Handling Large Data Collections

When collecting historical data for multiple seasons:

Batch Processing

import time

def fetch_all_seasons(start_year, end_year):
    """Fetch data for multiple seasons with rate limiting."""
    for year in range(start_year, end_year + 1):
        print(f"Processing season {year}...")
        
        # Fetch events for the year
        url = f"https://api.jolpi.ca/ergast/f1/{year}/races/"
        data = fetch_with_rate_limit(url)
        
        # Process each race
        races = data["MRData"]["RaceTable"]["Races"]
        for race in races:
            round_num = race["round"]
            
            # Fetch race results
            results_url = f"https://api.jolpi.ca/ergast/f1/{year}/{round_num}/results.json"
            results = fetch_with_rate_limit(results_url)
            
            # Save data...
        
        print(f"Completed season {year}")
        # Add a longer pause between seasons
        time.sleep(5)

Progress Tracking

import logging

logging.basicConfig(
    level=logging.INFO,
    format="%(asctime)s - %(levelname)s - %(message)s",
    handlers=[
        logging.FileHandler("fetch.log"),
        logging.StreamHandler()
    ]
)

logger = logging.getLogger(__name__)

def fetch_with_logging(url):
    """Fetch data with detailed logging."""
    logger.info(f"Fetching: {url}")
    time.sleep(0.3)
    
    response = requests.get(url)
    
    if response.status_code == 429:
        logger.warning("Rate limit exceeded.

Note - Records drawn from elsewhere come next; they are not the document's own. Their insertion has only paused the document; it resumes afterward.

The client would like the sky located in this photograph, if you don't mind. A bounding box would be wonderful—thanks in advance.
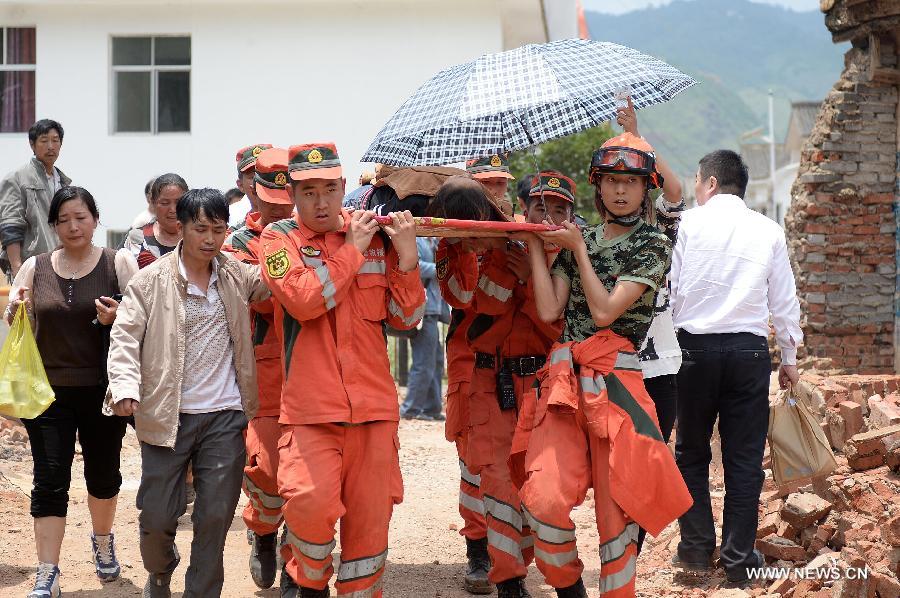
[582,0,819,14]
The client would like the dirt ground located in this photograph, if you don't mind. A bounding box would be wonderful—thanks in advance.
[0,421,736,598]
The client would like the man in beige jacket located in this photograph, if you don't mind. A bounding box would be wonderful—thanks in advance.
[108,189,269,598]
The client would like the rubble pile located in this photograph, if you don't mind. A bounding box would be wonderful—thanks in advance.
[757,373,900,598]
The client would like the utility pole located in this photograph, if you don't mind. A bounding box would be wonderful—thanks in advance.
[769,89,779,222]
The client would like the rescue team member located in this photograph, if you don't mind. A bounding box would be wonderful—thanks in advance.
[222,148,294,589]
[521,133,691,598]
[228,143,272,229]
[466,154,516,210]
[435,176,509,594]
[442,172,574,598]
[261,143,425,598]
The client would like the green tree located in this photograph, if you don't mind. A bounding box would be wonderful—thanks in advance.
[509,123,614,222]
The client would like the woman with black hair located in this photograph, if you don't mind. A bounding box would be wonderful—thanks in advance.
[125,172,188,268]
[5,187,136,598]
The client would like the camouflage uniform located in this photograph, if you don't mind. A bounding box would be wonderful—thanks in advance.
[553,222,672,347]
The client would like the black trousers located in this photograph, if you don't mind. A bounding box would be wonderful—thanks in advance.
[675,330,772,578]
[638,374,678,554]
[22,386,125,517]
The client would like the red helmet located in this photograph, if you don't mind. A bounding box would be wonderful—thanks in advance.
[589,133,663,189]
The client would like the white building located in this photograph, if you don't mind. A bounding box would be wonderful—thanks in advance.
[741,102,821,226]
[0,0,578,245]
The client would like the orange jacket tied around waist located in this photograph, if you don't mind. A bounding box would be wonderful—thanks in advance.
[510,330,693,536]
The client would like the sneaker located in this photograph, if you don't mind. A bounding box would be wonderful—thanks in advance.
[464,538,494,594]
[250,532,278,590]
[91,532,122,582]
[556,578,587,598]
[497,577,531,598]
[28,563,62,598]
[672,553,712,573]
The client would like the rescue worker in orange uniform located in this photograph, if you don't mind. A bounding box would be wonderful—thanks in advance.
[435,172,511,594]
[261,143,425,598]
[520,133,691,598]
[438,172,574,598]
[222,148,294,589]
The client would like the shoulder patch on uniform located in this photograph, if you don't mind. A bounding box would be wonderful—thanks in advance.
[266,247,291,278]
[269,218,299,235]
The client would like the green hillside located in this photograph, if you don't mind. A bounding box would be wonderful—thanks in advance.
[586,0,847,175]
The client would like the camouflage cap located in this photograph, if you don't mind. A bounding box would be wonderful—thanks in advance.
[466,154,516,179]
[528,170,575,204]
[234,143,272,172]
[253,148,294,205]
[288,143,344,181]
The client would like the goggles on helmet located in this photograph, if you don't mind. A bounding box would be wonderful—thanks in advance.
[591,146,656,175]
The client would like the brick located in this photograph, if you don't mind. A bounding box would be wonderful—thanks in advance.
[838,401,865,438]
[756,534,806,562]
[869,400,900,429]
[781,492,831,530]
[844,425,900,471]
[881,514,900,547]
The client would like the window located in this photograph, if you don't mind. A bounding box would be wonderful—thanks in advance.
[111,36,191,134]
[0,27,35,133]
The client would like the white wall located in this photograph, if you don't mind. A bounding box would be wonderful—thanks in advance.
[0,0,503,244]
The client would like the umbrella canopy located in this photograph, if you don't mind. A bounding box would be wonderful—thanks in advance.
[362,39,696,166]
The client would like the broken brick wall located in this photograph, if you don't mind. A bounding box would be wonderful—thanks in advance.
[785,35,898,373]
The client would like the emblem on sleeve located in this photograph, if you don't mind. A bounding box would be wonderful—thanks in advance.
[266,247,291,278]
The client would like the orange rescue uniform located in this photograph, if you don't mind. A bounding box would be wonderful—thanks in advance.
[262,211,425,597]
[435,238,487,540]
[222,212,284,536]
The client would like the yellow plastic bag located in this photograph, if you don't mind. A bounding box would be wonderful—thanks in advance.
[0,303,56,419]
[769,392,837,486]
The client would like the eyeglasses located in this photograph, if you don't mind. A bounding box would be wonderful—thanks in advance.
[591,147,656,182]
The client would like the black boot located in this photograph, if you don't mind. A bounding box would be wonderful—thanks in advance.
[465,538,494,594]
[250,532,278,590]
[556,578,587,598]
[497,577,531,598]
[279,567,300,598]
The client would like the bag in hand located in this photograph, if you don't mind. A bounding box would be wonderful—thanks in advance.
[769,392,837,486]
[0,304,56,419]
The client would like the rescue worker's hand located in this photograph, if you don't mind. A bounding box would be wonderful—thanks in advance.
[344,210,378,253]
[3,287,31,324]
[778,365,800,389]
[384,210,419,272]
[94,297,119,326]
[537,220,584,251]
[506,248,540,284]
[113,399,140,417]
[616,96,640,137]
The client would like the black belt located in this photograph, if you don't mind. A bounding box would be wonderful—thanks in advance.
[475,353,547,376]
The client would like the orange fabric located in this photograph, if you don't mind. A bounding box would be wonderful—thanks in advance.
[222,212,282,417]
[278,421,403,597]
[262,211,425,425]
[521,401,638,598]
[243,416,284,536]
[465,250,562,583]
[526,330,693,536]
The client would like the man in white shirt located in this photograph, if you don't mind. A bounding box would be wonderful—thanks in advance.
[670,150,803,584]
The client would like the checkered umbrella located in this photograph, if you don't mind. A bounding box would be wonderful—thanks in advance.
[362,39,696,166]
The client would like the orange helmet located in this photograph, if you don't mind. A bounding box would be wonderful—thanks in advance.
[589,133,663,189]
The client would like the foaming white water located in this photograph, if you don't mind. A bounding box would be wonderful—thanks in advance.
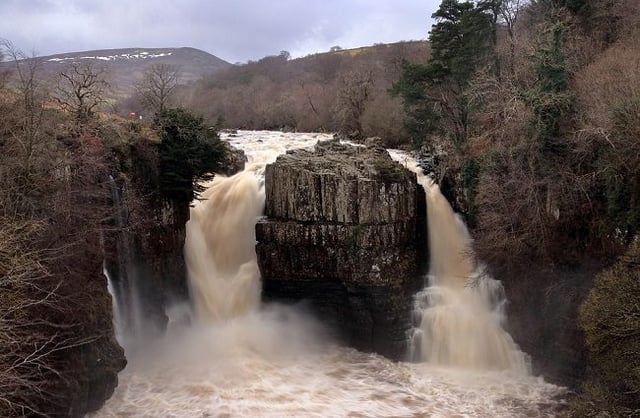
[392,152,530,375]
[92,131,561,417]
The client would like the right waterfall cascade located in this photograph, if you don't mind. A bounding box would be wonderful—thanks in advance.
[392,154,531,375]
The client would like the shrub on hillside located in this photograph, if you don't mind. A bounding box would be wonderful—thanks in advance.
[575,240,640,416]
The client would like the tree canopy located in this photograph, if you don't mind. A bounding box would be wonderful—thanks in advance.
[154,108,224,204]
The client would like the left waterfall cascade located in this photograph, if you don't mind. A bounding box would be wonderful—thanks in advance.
[185,171,264,321]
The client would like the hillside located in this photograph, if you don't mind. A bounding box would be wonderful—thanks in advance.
[180,41,429,145]
[0,47,232,98]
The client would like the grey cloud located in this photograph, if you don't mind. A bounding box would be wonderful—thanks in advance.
[0,0,440,62]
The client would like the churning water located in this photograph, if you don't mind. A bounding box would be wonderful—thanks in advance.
[93,132,562,417]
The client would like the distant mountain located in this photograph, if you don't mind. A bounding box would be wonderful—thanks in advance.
[0,47,232,98]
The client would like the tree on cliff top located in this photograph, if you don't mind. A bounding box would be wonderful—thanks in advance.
[391,0,498,149]
[154,109,225,205]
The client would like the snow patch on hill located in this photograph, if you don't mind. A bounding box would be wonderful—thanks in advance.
[47,51,173,62]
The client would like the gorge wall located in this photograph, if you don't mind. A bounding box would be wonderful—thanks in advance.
[256,141,427,359]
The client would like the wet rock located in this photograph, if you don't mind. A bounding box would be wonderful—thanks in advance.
[256,139,425,359]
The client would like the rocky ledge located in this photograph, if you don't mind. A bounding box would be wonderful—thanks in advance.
[256,141,426,359]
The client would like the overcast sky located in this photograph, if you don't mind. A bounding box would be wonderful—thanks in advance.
[0,0,440,63]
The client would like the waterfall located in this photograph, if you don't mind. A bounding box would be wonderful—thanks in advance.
[412,171,530,374]
[103,176,149,346]
[185,171,264,321]
[90,131,562,418]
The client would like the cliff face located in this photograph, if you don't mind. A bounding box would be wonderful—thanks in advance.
[256,141,425,358]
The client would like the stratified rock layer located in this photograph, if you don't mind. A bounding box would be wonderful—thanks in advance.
[256,141,426,358]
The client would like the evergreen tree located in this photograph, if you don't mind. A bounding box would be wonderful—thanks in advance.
[154,109,224,205]
[391,0,499,149]
[528,23,573,152]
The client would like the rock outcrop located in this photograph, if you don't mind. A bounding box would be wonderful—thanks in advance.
[256,140,426,359]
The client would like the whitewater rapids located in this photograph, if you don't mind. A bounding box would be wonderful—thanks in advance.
[91,131,563,418]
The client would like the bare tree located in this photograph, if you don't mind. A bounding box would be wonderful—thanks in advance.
[500,0,528,76]
[0,40,52,206]
[55,61,108,128]
[335,69,373,138]
[136,64,180,113]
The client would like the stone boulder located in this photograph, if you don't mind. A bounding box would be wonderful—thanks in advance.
[256,140,426,359]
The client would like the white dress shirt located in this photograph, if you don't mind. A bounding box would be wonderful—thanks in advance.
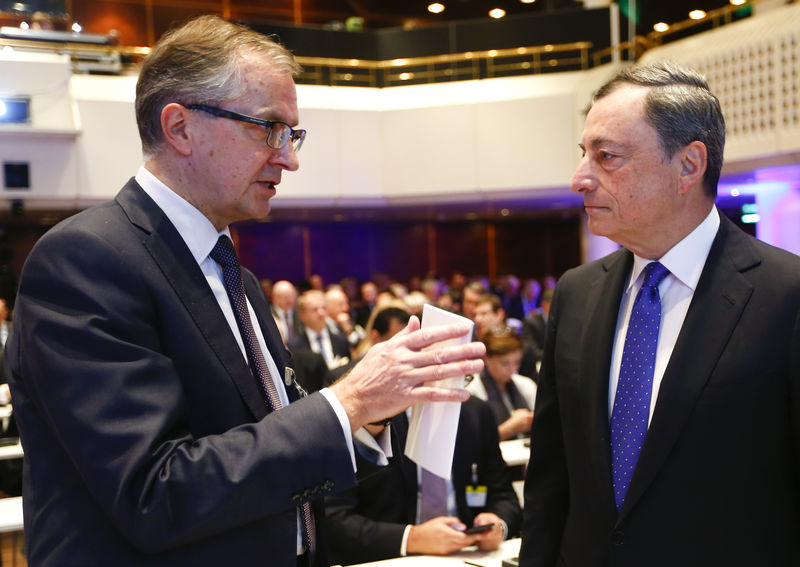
[608,207,720,425]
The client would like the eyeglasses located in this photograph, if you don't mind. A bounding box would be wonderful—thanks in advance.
[186,104,306,152]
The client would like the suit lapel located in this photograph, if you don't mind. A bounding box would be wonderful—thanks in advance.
[579,249,633,509]
[242,270,299,403]
[116,180,267,419]
[391,412,417,524]
[620,217,760,519]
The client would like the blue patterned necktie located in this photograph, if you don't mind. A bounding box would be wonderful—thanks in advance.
[209,235,316,554]
[611,262,669,511]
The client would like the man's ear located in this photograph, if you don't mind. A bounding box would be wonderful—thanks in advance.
[680,140,708,193]
[161,102,192,156]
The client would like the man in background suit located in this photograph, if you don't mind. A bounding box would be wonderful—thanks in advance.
[6,16,483,567]
[520,63,800,567]
[325,398,522,565]
[287,289,350,369]
[522,287,554,362]
[326,304,522,564]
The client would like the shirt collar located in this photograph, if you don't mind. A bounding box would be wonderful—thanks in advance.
[627,207,720,292]
[136,166,230,264]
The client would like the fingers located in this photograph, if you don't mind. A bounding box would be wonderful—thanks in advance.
[403,358,483,384]
[398,317,472,350]
[392,315,420,339]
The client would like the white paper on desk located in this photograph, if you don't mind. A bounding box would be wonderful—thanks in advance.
[405,304,473,479]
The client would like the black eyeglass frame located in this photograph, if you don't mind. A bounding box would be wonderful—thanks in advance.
[184,104,306,153]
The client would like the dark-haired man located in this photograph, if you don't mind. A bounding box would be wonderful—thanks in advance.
[520,63,800,567]
[6,16,483,567]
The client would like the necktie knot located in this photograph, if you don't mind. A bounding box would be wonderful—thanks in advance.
[209,234,239,268]
[642,262,669,287]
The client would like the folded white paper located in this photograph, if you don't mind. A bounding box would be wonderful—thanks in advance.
[405,304,473,479]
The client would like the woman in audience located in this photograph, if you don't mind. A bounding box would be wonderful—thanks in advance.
[467,328,536,441]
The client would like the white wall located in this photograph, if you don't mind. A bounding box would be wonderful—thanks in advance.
[0,58,620,208]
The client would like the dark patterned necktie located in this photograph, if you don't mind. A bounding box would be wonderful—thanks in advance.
[209,235,316,553]
[611,262,669,511]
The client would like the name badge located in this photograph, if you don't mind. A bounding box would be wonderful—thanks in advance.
[467,484,489,508]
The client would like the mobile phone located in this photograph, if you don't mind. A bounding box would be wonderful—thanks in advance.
[464,524,494,534]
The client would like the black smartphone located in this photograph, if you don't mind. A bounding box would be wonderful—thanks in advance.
[464,524,494,534]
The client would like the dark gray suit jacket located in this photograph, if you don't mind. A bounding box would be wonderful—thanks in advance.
[521,217,800,567]
[6,180,355,567]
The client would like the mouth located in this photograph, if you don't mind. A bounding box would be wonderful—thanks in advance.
[256,180,278,197]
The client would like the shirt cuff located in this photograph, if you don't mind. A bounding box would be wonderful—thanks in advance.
[319,388,358,472]
[400,525,411,557]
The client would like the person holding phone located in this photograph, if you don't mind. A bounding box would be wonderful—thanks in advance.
[325,308,522,565]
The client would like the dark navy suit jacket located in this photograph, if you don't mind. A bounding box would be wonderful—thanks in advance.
[6,180,355,567]
[520,216,800,567]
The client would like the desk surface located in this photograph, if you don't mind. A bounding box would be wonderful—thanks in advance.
[346,538,521,567]
[0,441,22,461]
[500,439,531,467]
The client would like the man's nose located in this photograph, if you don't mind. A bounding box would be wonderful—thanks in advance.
[570,157,597,194]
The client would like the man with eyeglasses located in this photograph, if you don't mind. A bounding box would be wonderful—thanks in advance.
[6,16,483,567]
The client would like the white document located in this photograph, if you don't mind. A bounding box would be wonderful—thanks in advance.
[405,304,473,479]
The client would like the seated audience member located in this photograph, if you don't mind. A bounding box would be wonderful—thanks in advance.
[328,299,411,383]
[286,290,350,368]
[461,282,488,321]
[473,293,506,339]
[325,398,522,565]
[467,329,536,441]
[404,291,431,317]
[325,286,364,348]
[268,280,303,343]
[475,294,541,381]
[326,300,522,565]
[522,288,555,362]
[436,291,456,312]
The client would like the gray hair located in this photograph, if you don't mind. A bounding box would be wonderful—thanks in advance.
[592,61,725,198]
[136,16,300,156]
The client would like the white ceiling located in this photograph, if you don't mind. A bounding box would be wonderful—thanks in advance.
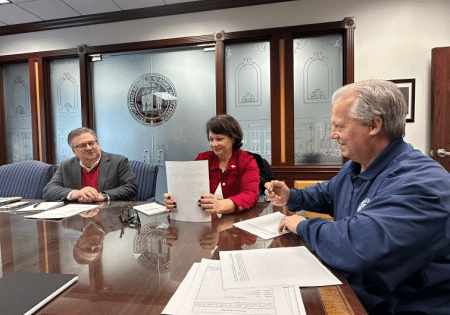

Implementing backoff.")
        time.sleep(60)
        return fetch_with_logging(url)
    
    logger.info(f"Successfully fetched data from {url}")
    return response.json()

Rate Limit Headers

The Ergast API doesn’t return rate limit headers, so you must track limits client-side using the patterns shown above.
Always implement both burst (per-second) and sustained (per-hour) rate limiting when making multiple requests.

Testing Rate Limits

Test your rate limiting implementation:
import time

def test_rate_limiting():
    """Test that rate limiting works correctly."""
    fetcher = RaceResultsFetcher()
    
    start_time = time.time()
    request_count = 10
    
    for i in range(request_count):
        url = f"https://api.jolpi.ca/ergast/f1/2024/{i+1}/results.json"
        fetcher.make_request(url)
    
    elapsed_time = time.time() - start_time
    actual_rate = request_count / elapsed_time
    
    print(f"Made {request_count} requests in {elapsed_time:.2f}s")
    print(f"Actual rate: {actual_rate:.2f} req/s")
    print(f"Expected: <= 4 req/s")
    
    assert actual_rate <= 4.1, "Rate limit exceeded!"

test_rate_limiting()

Troubleshooting

Still Getting 429 Errors

  1. Increase the delay between requests
  2. Check if you have multiple processes running
  3. Verify you’re not making concurrent requests
  4. Implement longer backoff periods (60-120 seconds)

Slow Data Collection

With rate limits, collecting complete historical data takes time:
  • 4 req/sec = 240 requests/minute
  • 200 req/hour sustained
  • Full season (24 races × 8 endpoints) = 192 requests
  • Multiple seasons will take hours to complete
Be patient and let automated workflows handle gradual updates.